Lesson 2: Differentiate critical-path batch from standard batch. The original configuration treated all batch the same. Once the critical path was identified and classified separately, WLM could make intelligent trade-offs between critical and non-critical work.
Lesson 3: Accept measured degradation in low-priority windows. The slight increase in CICS response time during the batch window was a deliberate trade-off, not a failure. The team documented this decision and communicated it to the business.
Lesson 4: WLM changes can be as impactful as hardware upgrades. A $0 configuration change deferred a $1.8M hardware purchase. This is why WLM design is an architecture skill, not just a sysprog task.

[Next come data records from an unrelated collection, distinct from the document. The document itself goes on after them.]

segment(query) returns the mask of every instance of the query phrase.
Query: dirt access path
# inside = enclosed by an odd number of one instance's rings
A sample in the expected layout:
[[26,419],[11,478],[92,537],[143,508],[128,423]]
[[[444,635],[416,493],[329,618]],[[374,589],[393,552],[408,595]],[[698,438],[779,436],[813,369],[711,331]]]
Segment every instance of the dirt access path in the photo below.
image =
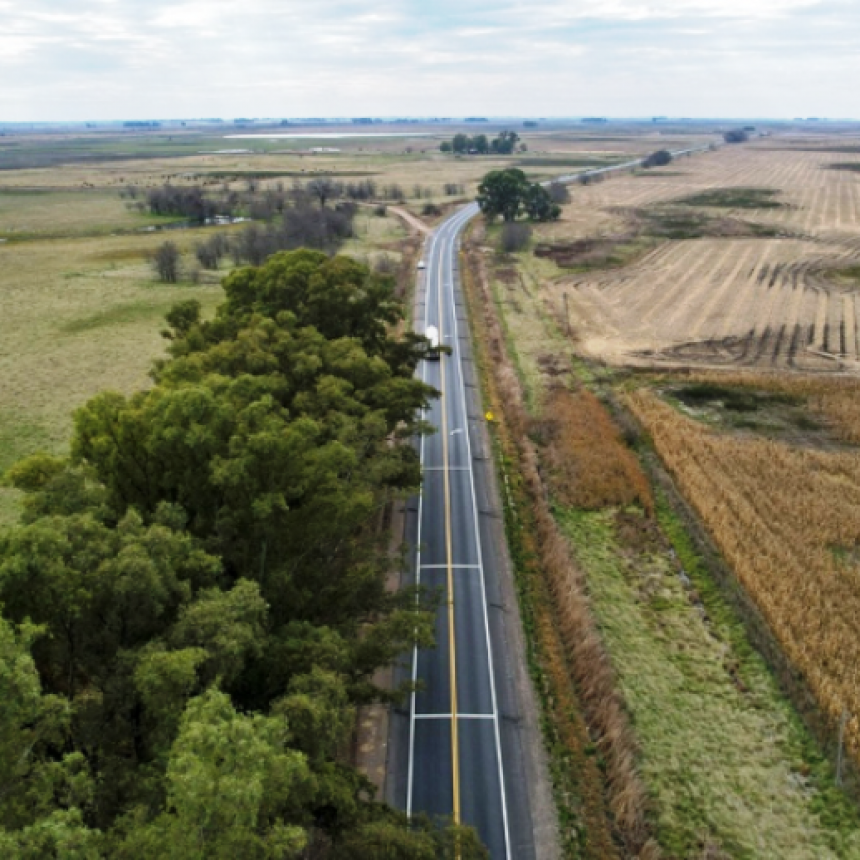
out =
[[389,206],[388,211],[393,212],[398,218],[401,218],[410,227],[417,230],[419,233],[423,233],[425,236],[429,236],[433,232],[432,227],[428,227],[416,215],[413,215],[411,212],[407,212],[405,209],[401,209],[399,206]]

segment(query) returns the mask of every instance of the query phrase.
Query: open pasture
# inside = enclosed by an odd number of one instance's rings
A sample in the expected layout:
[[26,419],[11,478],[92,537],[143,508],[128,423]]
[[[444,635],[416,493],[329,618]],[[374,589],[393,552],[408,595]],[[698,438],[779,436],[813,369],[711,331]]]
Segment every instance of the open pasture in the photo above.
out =
[[[195,231],[177,234],[190,247]],[[103,389],[148,385],[159,332],[177,301],[207,312],[212,284],[153,283],[146,256],[163,238],[33,241],[0,246],[0,474],[35,450],[65,450],[71,413]],[[0,526],[16,494],[0,488]]]

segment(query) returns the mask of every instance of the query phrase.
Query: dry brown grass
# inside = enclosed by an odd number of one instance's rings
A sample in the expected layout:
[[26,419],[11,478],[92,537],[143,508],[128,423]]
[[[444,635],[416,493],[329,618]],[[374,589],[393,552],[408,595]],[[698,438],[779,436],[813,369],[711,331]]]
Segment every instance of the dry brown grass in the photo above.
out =
[[545,448],[554,498],[586,510],[640,505],[649,514],[654,498],[636,456],[603,404],[589,390],[553,389],[535,423]]
[[715,433],[649,390],[627,403],[860,760],[860,454]]

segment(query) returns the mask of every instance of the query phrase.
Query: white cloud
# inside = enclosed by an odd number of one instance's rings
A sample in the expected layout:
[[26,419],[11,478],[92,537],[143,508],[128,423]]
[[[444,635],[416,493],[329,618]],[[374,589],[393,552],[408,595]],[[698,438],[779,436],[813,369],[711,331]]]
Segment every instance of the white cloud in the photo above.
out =
[[0,0],[0,119],[850,114],[855,0]]

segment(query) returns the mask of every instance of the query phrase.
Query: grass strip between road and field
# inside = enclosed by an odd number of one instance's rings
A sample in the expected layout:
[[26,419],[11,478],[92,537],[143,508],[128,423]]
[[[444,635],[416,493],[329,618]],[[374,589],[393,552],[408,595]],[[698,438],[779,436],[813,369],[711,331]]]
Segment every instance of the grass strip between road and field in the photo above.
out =
[[[502,369],[495,354],[502,334],[480,295],[468,254],[461,262],[464,294],[470,317],[483,402],[494,418],[491,438],[505,513],[508,547],[513,562],[520,613],[527,640],[529,672],[541,703],[541,727],[549,758],[565,858],[621,857],[617,822],[607,792],[606,751],[592,737],[585,708],[573,680],[569,649],[556,617],[557,597],[544,568],[547,546],[539,538],[535,499],[523,480],[522,451],[507,411],[512,404],[500,390]],[[492,322],[496,330],[488,331]],[[494,354],[490,354],[491,348]],[[515,371],[507,366],[509,373]],[[646,849],[648,850],[648,849]],[[645,855],[643,855],[645,856]]]

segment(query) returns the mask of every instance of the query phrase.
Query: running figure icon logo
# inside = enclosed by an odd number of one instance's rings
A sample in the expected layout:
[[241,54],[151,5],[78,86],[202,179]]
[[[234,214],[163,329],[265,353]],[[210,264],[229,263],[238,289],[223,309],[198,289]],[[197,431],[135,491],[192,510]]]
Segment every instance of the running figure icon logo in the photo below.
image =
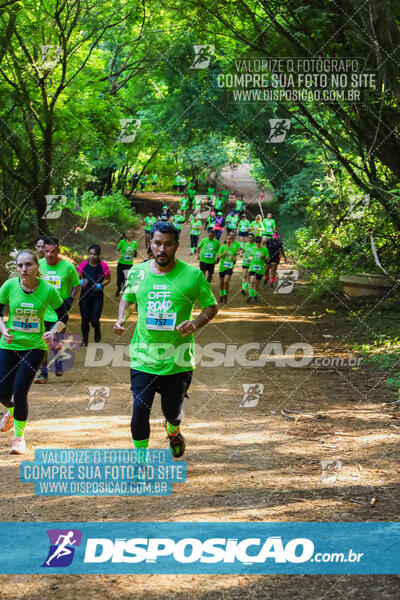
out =
[[61,46],[55,44],[42,44],[42,60],[39,64],[40,69],[54,69],[61,56]]
[[215,46],[212,46],[211,44],[195,44],[193,50],[194,59],[190,68],[207,69],[215,52]]
[[42,219],[59,219],[61,217],[63,206],[67,203],[67,196],[61,194],[47,194],[46,211]]
[[80,529],[48,529],[50,549],[42,567],[68,567],[82,542]]
[[278,271],[278,275],[279,281],[274,294],[290,294],[299,277],[299,272],[292,269],[291,271]]
[[267,144],[280,144],[285,141],[287,132],[290,129],[290,119],[269,119],[271,131],[269,133]]
[[103,410],[107,398],[110,397],[110,388],[100,385],[89,386],[89,402],[86,410]]
[[321,475],[318,479],[320,485],[333,485],[336,483],[338,473],[342,470],[341,460],[321,460]]
[[121,133],[117,142],[131,144],[136,139],[137,130],[140,128],[140,119],[120,119]]
[[262,383],[242,383],[243,398],[239,408],[254,408],[257,406],[260,397],[264,393],[264,384]]

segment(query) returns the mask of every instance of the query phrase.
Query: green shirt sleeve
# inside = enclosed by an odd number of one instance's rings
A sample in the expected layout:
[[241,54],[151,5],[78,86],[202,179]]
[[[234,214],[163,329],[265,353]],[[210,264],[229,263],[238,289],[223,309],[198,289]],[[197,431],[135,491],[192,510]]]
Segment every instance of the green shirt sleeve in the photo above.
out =
[[10,287],[10,280],[3,283],[3,285],[0,288],[0,303],[1,304],[8,304],[8,297],[9,297],[9,292],[10,292],[9,287]]
[[71,265],[70,268],[70,284],[71,287],[75,287],[76,285],[79,285],[80,279],[79,279],[79,275],[78,275],[78,271],[76,270],[75,265],[73,265],[72,263],[69,263]]
[[49,305],[51,306],[51,308],[56,309],[56,308],[60,308],[62,303],[63,303],[63,300],[62,300],[60,294],[57,292],[55,287],[51,286]]
[[214,304],[217,303],[215,296],[211,291],[210,284],[201,271],[199,271],[197,278],[197,301],[201,308],[214,306]]

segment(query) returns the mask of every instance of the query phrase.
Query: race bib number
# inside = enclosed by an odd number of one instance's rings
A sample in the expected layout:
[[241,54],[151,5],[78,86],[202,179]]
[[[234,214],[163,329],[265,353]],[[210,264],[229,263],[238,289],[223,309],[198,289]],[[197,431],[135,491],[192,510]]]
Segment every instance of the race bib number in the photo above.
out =
[[46,279],[52,286],[59,290],[61,288],[61,277],[59,275],[47,274],[43,279]]
[[124,260],[132,260],[133,255],[132,254],[125,254],[124,256]]
[[252,270],[253,271],[261,271],[261,265],[253,265]]
[[15,317],[12,321],[11,329],[14,331],[24,331],[25,333],[39,333],[40,319],[29,315]]
[[155,331],[173,331],[175,329],[176,313],[146,312],[146,329]]
[[212,252],[205,252],[204,258],[214,258],[214,254]]
[[224,262],[224,268],[225,269],[233,269],[233,263],[232,262]]

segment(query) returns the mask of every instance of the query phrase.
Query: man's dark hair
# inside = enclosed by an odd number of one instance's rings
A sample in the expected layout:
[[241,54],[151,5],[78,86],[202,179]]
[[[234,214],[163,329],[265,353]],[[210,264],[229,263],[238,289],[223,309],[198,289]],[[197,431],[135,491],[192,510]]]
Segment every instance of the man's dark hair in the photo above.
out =
[[45,235],[38,235],[36,240],[35,240],[35,245],[38,243],[39,240],[43,240],[44,242],[46,242],[46,236]]
[[157,221],[157,223],[154,223],[151,228],[150,239],[153,239],[156,231],[159,233],[170,233],[174,236],[176,242],[179,240],[179,231],[169,221]]
[[59,246],[60,242],[58,241],[58,238],[56,238],[56,237],[47,237],[44,240],[44,244],[45,244],[45,246]]
[[256,242],[261,242],[261,240],[262,240],[262,237],[261,237],[260,235],[258,235],[258,236],[256,237]]

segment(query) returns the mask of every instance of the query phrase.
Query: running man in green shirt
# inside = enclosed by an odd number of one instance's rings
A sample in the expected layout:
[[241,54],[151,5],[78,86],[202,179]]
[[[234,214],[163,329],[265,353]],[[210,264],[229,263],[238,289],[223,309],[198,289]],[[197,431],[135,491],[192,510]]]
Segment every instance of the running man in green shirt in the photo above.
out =
[[195,254],[199,243],[201,219],[199,211],[190,215],[190,254]]
[[258,235],[255,241],[255,246],[253,246],[250,252],[250,286],[249,297],[247,298],[246,302],[251,302],[252,298],[254,298],[254,302],[257,302],[260,281],[265,273],[269,258],[268,248],[261,245],[261,236]]
[[243,250],[243,245],[247,241],[247,238],[249,237],[249,231],[250,231],[250,221],[247,219],[247,217],[244,213],[240,217],[238,227],[239,227],[240,248]]
[[[60,245],[56,238],[47,238],[45,240],[44,257],[40,259],[39,267],[43,279],[55,287],[69,312],[74,298],[79,295],[78,291],[81,289],[80,277],[75,265],[60,256]],[[57,320],[58,317],[55,311],[51,307],[48,307],[44,316],[45,330],[50,331]],[[68,316],[65,319],[65,323],[67,320]],[[56,338],[56,341],[61,340]],[[45,384],[48,382],[47,360],[48,354],[46,352],[42,368],[35,379],[35,383]],[[54,366],[56,377],[61,377],[64,373],[62,360],[56,358]]]
[[209,229],[208,237],[203,238],[197,247],[197,258],[200,261],[200,271],[202,271],[204,275],[207,273],[208,283],[211,283],[212,281],[219,246],[219,241],[215,239],[215,231]]
[[134,257],[137,256],[138,243],[133,239],[133,229],[127,229],[124,236],[118,242],[117,250],[121,257],[117,264],[117,290],[115,297],[118,298],[121,288],[125,285],[125,275],[133,264]]
[[[150,411],[158,391],[170,449],[179,458],[185,450],[180,432],[183,400],[195,366],[193,334],[218,309],[203,273],[175,258],[179,242],[172,223],[156,223],[151,236],[154,259],[135,264],[129,271],[114,332],[126,331],[136,303],[138,316],[130,349],[133,444],[137,449],[148,447]],[[202,311],[193,319],[196,302]]]
[[267,218],[263,219],[264,231],[262,234],[263,243],[267,241],[267,239],[271,239],[273,234],[276,232],[276,223],[272,218],[272,214],[268,213]]
[[186,211],[189,208],[189,197],[188,196],[183,196],[181,198],[181,202],[180,202],[180,209],[182,211],[183,216],[186,218]]
[[245,210],[245,202],[243,200],[243,195],[240,195],[236,200],[235,211],[237,213],[242,213]]
[[[21,250],[15,262],[18,277],[8,279],[0,288],[0,402],[8,409],[0,421],[0,431],[14,425],[10,453],[23,454],[28,393],[48,344],[64,327],[67,311],[56,286],[40,277],[39,261],[32,250]],[[5,323],[3,309],[7,304]],[[56,320],[45,331],[48,309],[54,311]]]
[[237,253],[240,250],[235,234],[226,236],[225,244],[218,250],[217,262],[219,262],[219,301],[228,302],[229,283],[236,263]]
[[145,248],[149,247],[150,244],[150,231],[151,228],[153,227],[154,223],[157,223],[157,217],[155,217],[153,215],[152,212],[149,212],[149,214],[147,215],[147,217],[145,217],[143,219],[144,221],[144,243],[145,243]]
[[243,260],[242,260],[242,269],[243,269],[243,280],[242,280],[242,289],[241,293],[246,296],[246,291],[250,286],[250,276],[249,276],[249,266],[250,266],[250,256],[252,248],[255,247],[255,236],[254,233],[249,234],[249,241],[244,243],[243,246]]
[[174,224],[175,229],[179,231],[179,234],[182,231],[182,225],[184,222],[185,217],[183,216],[182,211],[178,209],[176,214],[173,216],[172,223]]

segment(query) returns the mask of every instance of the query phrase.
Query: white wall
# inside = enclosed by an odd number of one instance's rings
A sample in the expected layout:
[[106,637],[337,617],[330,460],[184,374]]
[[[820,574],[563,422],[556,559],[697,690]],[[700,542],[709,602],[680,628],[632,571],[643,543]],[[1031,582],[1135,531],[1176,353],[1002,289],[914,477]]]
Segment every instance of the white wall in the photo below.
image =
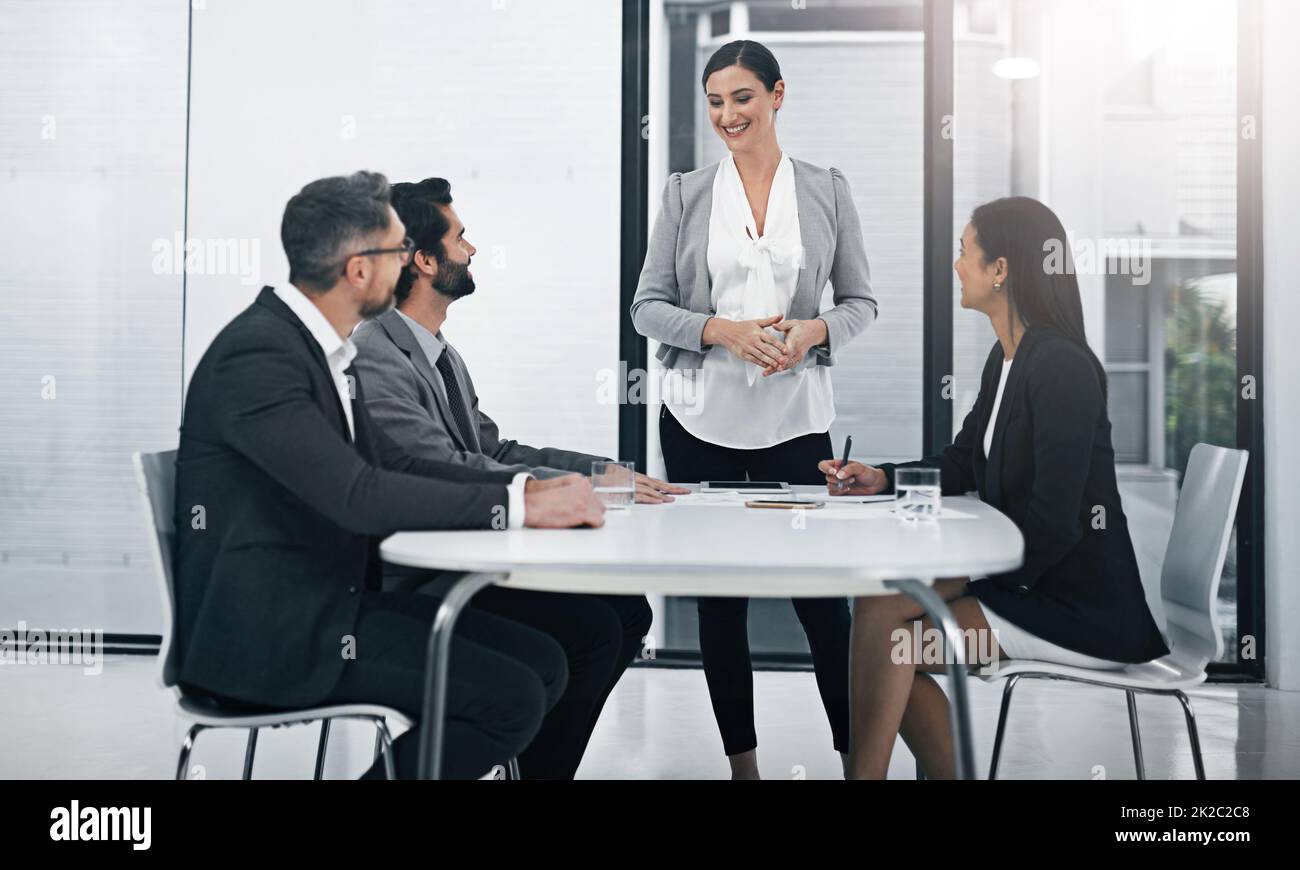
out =
[[223,0],[194,12],[190,236],[257,241],[258,281],[191,276],[188,379],[282,283],[285,202],[357,169],[452,183],[479,249],[445,334],[527,443],[613,454],[621,12],[602,0]]
[[1270,685],[1300,691],[1300,4],[1266,0],[1263,9],[1265,662]]

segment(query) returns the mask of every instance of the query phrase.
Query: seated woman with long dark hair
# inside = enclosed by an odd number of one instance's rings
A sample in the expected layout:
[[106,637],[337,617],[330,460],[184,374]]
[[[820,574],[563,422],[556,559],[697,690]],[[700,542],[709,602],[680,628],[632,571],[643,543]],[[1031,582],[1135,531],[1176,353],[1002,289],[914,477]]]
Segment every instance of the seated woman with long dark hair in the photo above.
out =
[[[1084,337],[1064,227],[1033,199],[982,205],[955,268],[962,307],[987,315],[998,337],[975,407],[936,456],[898,466],[820,463],[830,493],[888,492],[895,468],[938,468],[945,495],[978,490],[1020,528],[1020,568],[935,583],[962,629],[974,629],[963,631],[968,661],[980,647],[999,659],[1092,668],[1166,654],[1120,505],[1106,375]],[[894,654],[914,650],[915,632],[934,627],[922,616],[902,596],[854,604],[850,776],[883,779],[899,734],[927,776],[953,776],[948,699],[926,673],[943,666]]]

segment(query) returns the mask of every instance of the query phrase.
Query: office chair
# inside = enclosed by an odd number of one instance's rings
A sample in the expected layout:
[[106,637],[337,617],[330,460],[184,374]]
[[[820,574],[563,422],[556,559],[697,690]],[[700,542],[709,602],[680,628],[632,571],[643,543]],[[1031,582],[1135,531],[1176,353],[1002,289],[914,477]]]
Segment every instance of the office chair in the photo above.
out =
[[997,736],[993,739],[989,779],[997,778],[1011,693],[1021,679],[1065,680],[1122,689],[1128,699],[1129,731],[1138,779],[1146,779],[1146,766],[1142,760],[1137,694],[1172,695],[1183,706],[1196,778],[1205,779],[1196,715],[1183,690],[1205,682],[1205,666],[1223,654],[1223,630],[1216,609],[1219,575],[1223,572],[1248,459],[1244,450],[1210,444],[1192,448],[1160,574],[1160,597],[1169,623],[1169,655],[1122,670],[1010,659],[979,672],[985,682],[1007,681],[1002,690],[1002,710],[998,714]]

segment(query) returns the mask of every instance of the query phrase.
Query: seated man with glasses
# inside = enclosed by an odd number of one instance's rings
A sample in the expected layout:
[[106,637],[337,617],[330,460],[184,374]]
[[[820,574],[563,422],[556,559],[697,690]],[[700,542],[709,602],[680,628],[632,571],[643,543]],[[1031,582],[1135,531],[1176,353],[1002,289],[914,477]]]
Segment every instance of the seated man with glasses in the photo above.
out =
[[[578,475],[530,480],[416,456],[371,422],[348,335],[392,306],[411,250],[384,176],[308,184],[280,234],[289,283],[263,288],[218,333],[185,398],[179,682],[227,703],[369,702],[418,720],[439,602],[382,591],[380,540],[406,529],[599,526],[604,508]],[[450,667],[442,769],[457,778],[520,753],[567,677],[551,638],[473,609],[456,624]],[[419,733],[394,743],[400,777],[416,773]],[[367,775],[383,771],[380,761]]]

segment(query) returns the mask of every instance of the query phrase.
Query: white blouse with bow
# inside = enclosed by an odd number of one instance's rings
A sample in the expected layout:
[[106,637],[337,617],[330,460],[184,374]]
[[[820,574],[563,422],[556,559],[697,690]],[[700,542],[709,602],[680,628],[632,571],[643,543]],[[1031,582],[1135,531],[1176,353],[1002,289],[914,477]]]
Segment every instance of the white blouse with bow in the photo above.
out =
[[[789,313],[803,265],[794,164],[777,164],[760,237],[736,163],[728,154],[713,180],[709,280],[718,317],[757,320]],[[785,334],[768,331],[784,341]],[[682,428],[723,447],[772,447],[826,432],[835,419],[827,366],[763,377],[763,370],[725,347],[709,349],[698,372],[670,369],[664,401]]]

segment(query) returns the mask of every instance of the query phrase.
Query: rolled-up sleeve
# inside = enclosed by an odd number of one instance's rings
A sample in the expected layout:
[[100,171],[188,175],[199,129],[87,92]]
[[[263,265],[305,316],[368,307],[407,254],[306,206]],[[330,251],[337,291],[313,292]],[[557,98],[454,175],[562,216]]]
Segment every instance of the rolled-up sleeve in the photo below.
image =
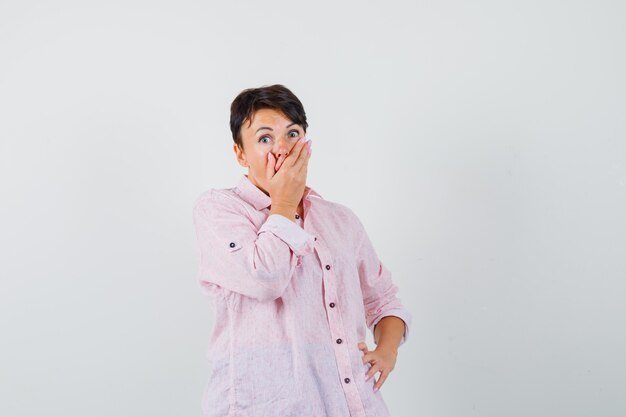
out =
[[[367,327],[375,338],[374,327],[383,317],[395,316],[400,318],[404,321],[404,334],[400,341],[400,345],[402,345],[409,337],[412,315],[397,297],[398,287],[393,283],[389,269],[379,259],[363,224],[358,218],[356,221],[361,235],[357,249],[357,267],[363,292]],[[374,342],[378,344],[376,339]]]
[[280,297],[298,257],[313,253],[315,236],[295,222],[271,214],[257,228],[237,200],[216,190],[193,207],[200,255],[198,281],[261,301]]

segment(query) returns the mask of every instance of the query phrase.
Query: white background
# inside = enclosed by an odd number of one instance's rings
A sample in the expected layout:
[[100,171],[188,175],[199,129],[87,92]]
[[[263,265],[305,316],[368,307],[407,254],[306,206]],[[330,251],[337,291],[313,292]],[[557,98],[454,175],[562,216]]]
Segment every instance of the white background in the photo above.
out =
[[1,1],[0,415],[200,415],[192,203],[247,172],[230,103],[273,83],[305,106],[307,183],[413,313],[394,417],[626,415],[625,22],[620,1]]

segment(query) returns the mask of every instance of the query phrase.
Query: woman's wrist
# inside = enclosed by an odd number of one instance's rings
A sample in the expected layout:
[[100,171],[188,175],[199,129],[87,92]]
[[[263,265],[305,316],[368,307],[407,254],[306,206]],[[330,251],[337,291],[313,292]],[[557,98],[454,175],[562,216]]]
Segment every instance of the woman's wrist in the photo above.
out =
[[272,205],[270,208],[270,215],[272,214],[280,214],[281,216],[285,216],[289,220],[295,222],[296,221],[296,211],[297,207],[292,206],[274,206]]

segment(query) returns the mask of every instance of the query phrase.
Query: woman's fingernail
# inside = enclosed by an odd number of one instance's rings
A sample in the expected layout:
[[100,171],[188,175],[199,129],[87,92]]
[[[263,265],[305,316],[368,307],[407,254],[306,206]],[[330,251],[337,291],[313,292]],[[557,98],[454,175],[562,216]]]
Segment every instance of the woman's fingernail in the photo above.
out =
[[375,388],[374,388],[374,392],[376,392],[376,391],[378,391],[378,387],[375,387]]

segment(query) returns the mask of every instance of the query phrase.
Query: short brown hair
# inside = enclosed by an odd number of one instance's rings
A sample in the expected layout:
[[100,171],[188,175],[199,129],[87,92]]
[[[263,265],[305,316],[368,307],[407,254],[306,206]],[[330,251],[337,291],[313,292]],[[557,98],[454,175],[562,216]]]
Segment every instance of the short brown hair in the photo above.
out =
[[252,118],[260,109],[275,109],[282,112],[289,120],[299,124],[306,133],[309,126],[302,103],[282,84],[248,88],[243,90],[230,105],[230,131],[233,141],[243,149],[241,125]]

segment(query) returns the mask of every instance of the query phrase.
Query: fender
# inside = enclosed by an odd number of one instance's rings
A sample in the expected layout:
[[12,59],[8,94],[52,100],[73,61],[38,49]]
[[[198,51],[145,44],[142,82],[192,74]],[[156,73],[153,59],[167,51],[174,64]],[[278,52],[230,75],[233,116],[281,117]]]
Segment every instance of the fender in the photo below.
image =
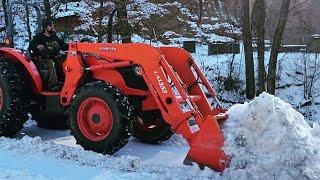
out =
[[23,64],[28,73],[24,73],[27,76],[27,80],[31,81],[31,88],[34,93],[40,94],[42,90],[42,81],[33,61],[21,52],[21,50],[14,48],[0,48],[0,56],[12,60],[14,63]]

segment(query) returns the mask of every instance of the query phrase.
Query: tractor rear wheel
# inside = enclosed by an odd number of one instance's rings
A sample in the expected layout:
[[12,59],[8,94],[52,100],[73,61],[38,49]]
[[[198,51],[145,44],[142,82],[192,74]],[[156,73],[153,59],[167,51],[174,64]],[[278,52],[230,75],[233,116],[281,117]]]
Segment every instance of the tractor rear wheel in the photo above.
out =
[[71,102],[69,125],[84,149],[113,154],[132,134],[132,108],[118,88],[100,81],[87,83]]
[[173,135],[171,126],[165,122],[160,110],[145,111],[135,118],[133,137],[144,143],[159,143]]
[[28,120],[23,76],[11,61],[0,57],[0,136],[13,136]]

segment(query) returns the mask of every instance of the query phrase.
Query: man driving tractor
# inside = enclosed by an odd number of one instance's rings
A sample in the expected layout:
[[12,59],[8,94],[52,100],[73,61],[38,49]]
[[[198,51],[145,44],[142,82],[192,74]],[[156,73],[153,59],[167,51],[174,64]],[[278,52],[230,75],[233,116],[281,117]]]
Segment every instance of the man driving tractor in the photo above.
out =
[[45,85],[47,90],[59,91],[63,79],[62,63],[64,58],[59,55],[60,50],[68,50],[68,44],[56,35],[52,21],[44,20],[43,31],[34,36],[29,45],[33,57],[37,57],[36,65],[40,69],[49,70],[48,80]]

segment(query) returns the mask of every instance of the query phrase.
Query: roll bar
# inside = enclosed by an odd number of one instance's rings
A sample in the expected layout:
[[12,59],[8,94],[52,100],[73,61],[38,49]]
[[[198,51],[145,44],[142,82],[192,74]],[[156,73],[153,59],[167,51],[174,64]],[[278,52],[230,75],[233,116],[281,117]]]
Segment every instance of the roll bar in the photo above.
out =
[[22,0],[18,0],[18,1],[12,1],[9,3],[8,5],[8,26],[7,26],[7,38],[10,41],[10,46],[13,46],[13,34],[14,34],[14,26],[13,26],[13,13],[12,13],[12,9],[14,5],[22,5],[22,6],[31,6],[33,7],[36,11],[37,11],[37,24],[38,24],[38,28],[37,28],[37,33],[41,31],[41,11],[40,11],[40,7],[37,4],[34,3],[28,3],[28,2],[24,2]]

Lesson 5: Service definition changes need governance. Kwame instituted a formal quarterly review process after this incident. Every stakeholder — online, batch, DBA, operations, business — has a seat at the table.
Discussion Questions
-
CNB accepted a slight CICS response time degradation during the batch window. Under what circumstances would this trade-off be unacceptable? How would you design around it?
-
The MONTHEND policy elevates BATCHSTD to importance 2. What would happen if month-end coincided with a major online banking promotion (e.g., a marketing campaign driving midnight mobile traffic)? How would you handle the conflict?
-
CNB has four LPARs with differentiated workload profiles. Would the redesigned service definition work differently on CNBP1 (online-heavy) vs. CNBP4 (batch-heavy)? Why or why not?
-
The analysis revealed 91% CPU utilization at midnight. If traffic continues to grow, when will WLM optimization no longer be sufficient? What leading indicators would you monitor?
-
Rob Calloway automates the policy switch at 11:00 PM. What risks does automated policy switching introduce? What safeguards should be in place?